Guidelines for Risk and End of Life Decision In Health Care and Nursing Education

What Is Concept of Risk,Guidelines for  Risk In Health Care  and Nursing,End of Life Decisions Making In Health Care and Nursing.

What Is Concept of Risk

    Especially when the balance of potential harms and benefits from treatment options is close, patient understanding of numerical expressions of risk is central to health decision making. Yet, many current practices in expressing and communicating risk are not research based. For example, in the field of genetic counseling risk has traditionally been expressed in proportions (1 in 112) rather than in rates (8.9 per 1,000). 

    In two studies, understood rates were significantly better than they did proportions (Grimes & Snively, 1999; van Vliet, Grimes, Popkin, & Smith, 2001). Women with little formal education had difficulty understanding risks framed either way.

Guidelines for  Risk In Health Care  and Nursing

    The European Community guideline descriptions of risk very common, common, uncommon, rare, and very rare-led to significant overestimation of the likelihood of adverse effects (Berry, Raynor, Knapp, & Bersellini, 2003). And although drugs are exhaustively tested before marketing, the wording in the information sheets that accompany them is not tested at all.

    Visual communication of risk is often helpful. Line graphs are excellent for conveying trends, and pie charts help in depicting proportions. Figure 3.1 depicts a visual means of communicating risk. Another helpful approach is to use a common denominator. If risk is expressed as 1 in 25 or 1 in 200, individuals frequently think 1 in 200 is a bigger risk, presumably because the denominator is larger (Paling. 2003). Clearly, much work remains to be done in developing means of expressing risk reliably understandable by various populations. 

End of Life Decisions Making I Health Care and Nursing 

    Two ways in which educational interventions can be of help in making end-of-life decisions include encouraging a higher completion rate of advance directives (ADs) and information in managing end-of-life care. Written materials alone fail to ensure completion of ADs. 

    Supplemented with educational interventions by health care providers, individualized information and counseling sessions, and use of videos and case scenarios result in higher completion rates. 
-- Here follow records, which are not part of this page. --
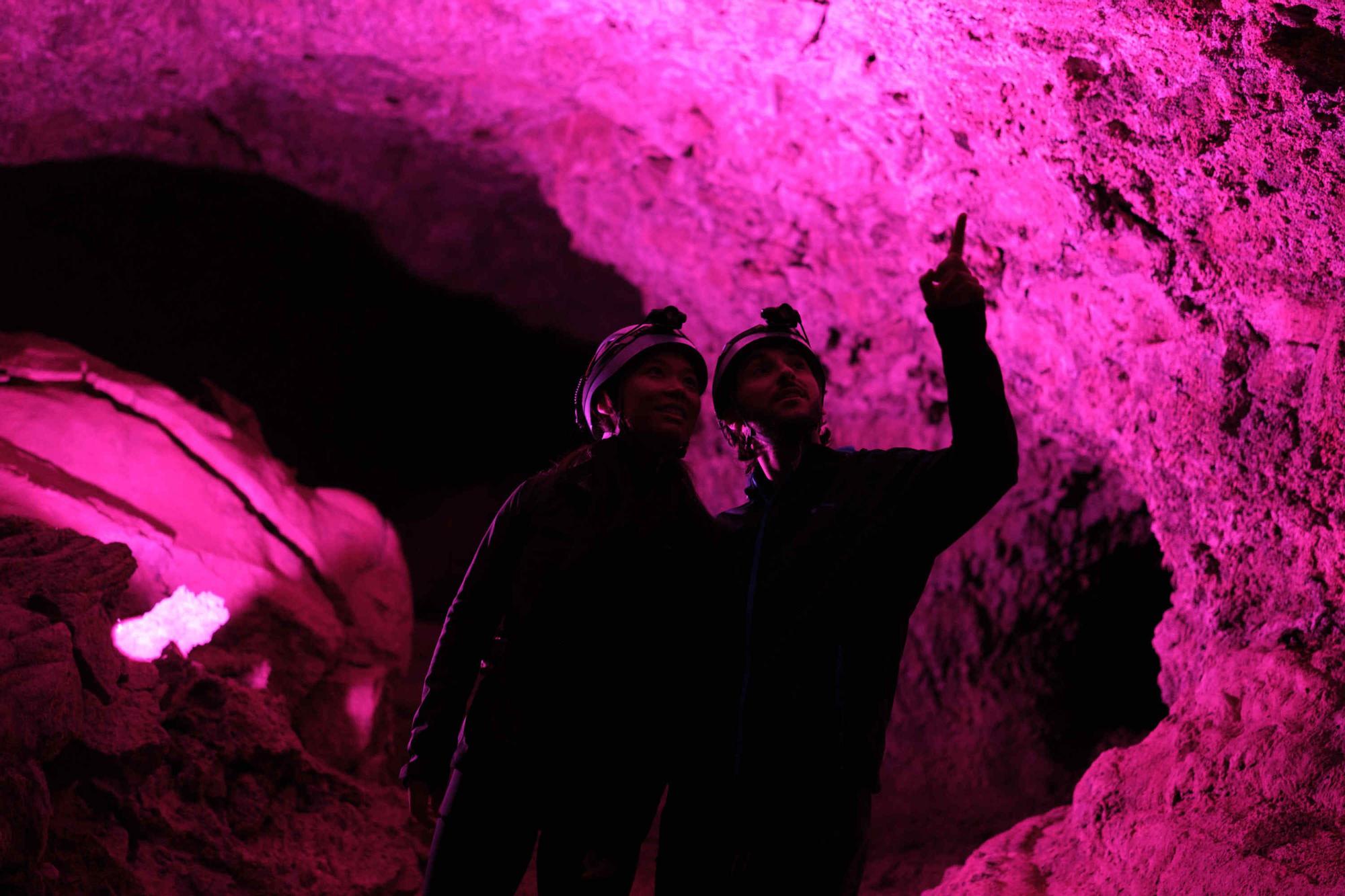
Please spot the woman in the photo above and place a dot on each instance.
(575, 612)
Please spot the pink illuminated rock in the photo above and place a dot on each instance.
(311, 580)
(1156, 206)
(173, 778)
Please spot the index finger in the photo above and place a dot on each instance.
(960, 236)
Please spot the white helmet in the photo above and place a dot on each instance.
(660, 329)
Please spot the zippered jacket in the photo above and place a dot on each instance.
(833, 563)
(571, 623)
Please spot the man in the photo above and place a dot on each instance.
(832, 552)
(572, 623)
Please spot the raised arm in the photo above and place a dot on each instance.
(463, 642)
(964, 482)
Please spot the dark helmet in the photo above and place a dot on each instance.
(782, 325)
(660, 329)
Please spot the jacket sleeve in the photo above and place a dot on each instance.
(960, 485)
(463, 642)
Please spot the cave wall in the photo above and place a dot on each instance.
(1156, 208)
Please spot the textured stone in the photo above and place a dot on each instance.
(314, 577)
(181, 780)
(1156, 200)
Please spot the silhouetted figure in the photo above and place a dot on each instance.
(575, 614)
(832, 552)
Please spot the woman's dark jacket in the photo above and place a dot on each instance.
(575, 616)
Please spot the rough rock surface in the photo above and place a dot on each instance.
(155, 778)
(314, 579)
(1157, 208)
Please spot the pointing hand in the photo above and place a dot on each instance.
(953, 284)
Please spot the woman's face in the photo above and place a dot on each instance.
(661, 399)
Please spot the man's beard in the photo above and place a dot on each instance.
(793, 428)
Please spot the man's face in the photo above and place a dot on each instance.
(661, 397)
(777, 392)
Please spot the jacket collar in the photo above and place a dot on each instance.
(762, 489)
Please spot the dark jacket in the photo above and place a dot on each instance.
(833, 564)
(574, 615)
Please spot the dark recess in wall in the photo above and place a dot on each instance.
(1108, 693)
(430, 403)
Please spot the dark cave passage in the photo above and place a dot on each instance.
(428, 401)
(1108, 670)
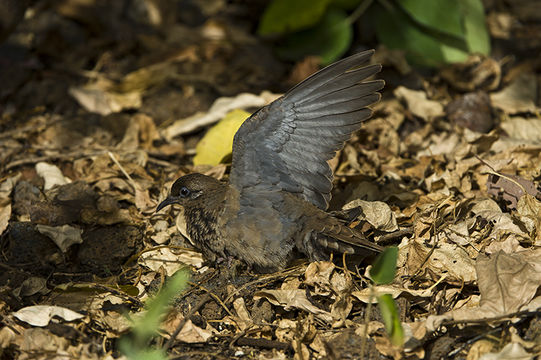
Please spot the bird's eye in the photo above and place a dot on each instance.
(184, 191)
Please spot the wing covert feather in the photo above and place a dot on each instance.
(286, 145)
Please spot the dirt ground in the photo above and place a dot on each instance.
(102, 106)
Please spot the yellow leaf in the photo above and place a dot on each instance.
(218, 141)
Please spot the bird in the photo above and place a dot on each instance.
(273, 208)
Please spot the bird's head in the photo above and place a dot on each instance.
(191, 189)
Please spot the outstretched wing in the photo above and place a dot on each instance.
(286, 144)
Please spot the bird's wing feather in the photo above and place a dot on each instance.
(286, 145)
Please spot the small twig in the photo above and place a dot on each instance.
(277, 275)
(263, 343)
(181, 324)
(130, 179)
(114, 291)
(398, 233)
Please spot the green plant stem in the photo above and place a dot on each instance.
(366, 320)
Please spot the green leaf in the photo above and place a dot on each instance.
(284, 16)
(329, 39)
(384, 268)
(218, 141)
(433, 32)
(146, 326)
(477, 35)
(391, 319)
(440, 15)
(346, 4)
    Using such interventions, the Let Me Decide AD program showed a 49% completion rate among competent residents and a 78% completion rate among families of incompetent residents. Intervention in nursing homes resulted in fewer hospitalizations per resident and less resource use. As ever, this program did require investment in a full time staff member for 6-8 months (Molloy et al., 2000).

    At end of life, the balance between encouraging use of advanced supportive technology when it is of benefit, but limiting its burdens when it is ineffective, is frequently difficult to achieve. 

    Because it is difficult for patients and families to accept that technology has become ineffective or will not result in a functional outcome that is acceptable to the patient, access to palliative care is often delayed for dying critically ill patients, and they continue to consume a disproportionate amount amount of intensive care resources. 

    One trial (Lilly et al., 2000) educated patients and family about appropriate clinical milestones and held formal family meetings after the provider team had reached consensus that restoration of function or survival were unlikely. Failure to meet these milestones allowed patient and family to know that advanced supportive technology had been ineffective and that it was time to explore alternatives including palliative care. 

    Intensive communication in this intervention accomplished greater concordance among patients, families, and providers and resulted in fewer preterminal days of intensive care for dying patients. Because this trial was neither randomized nor double blinded, additional evidence must be sought.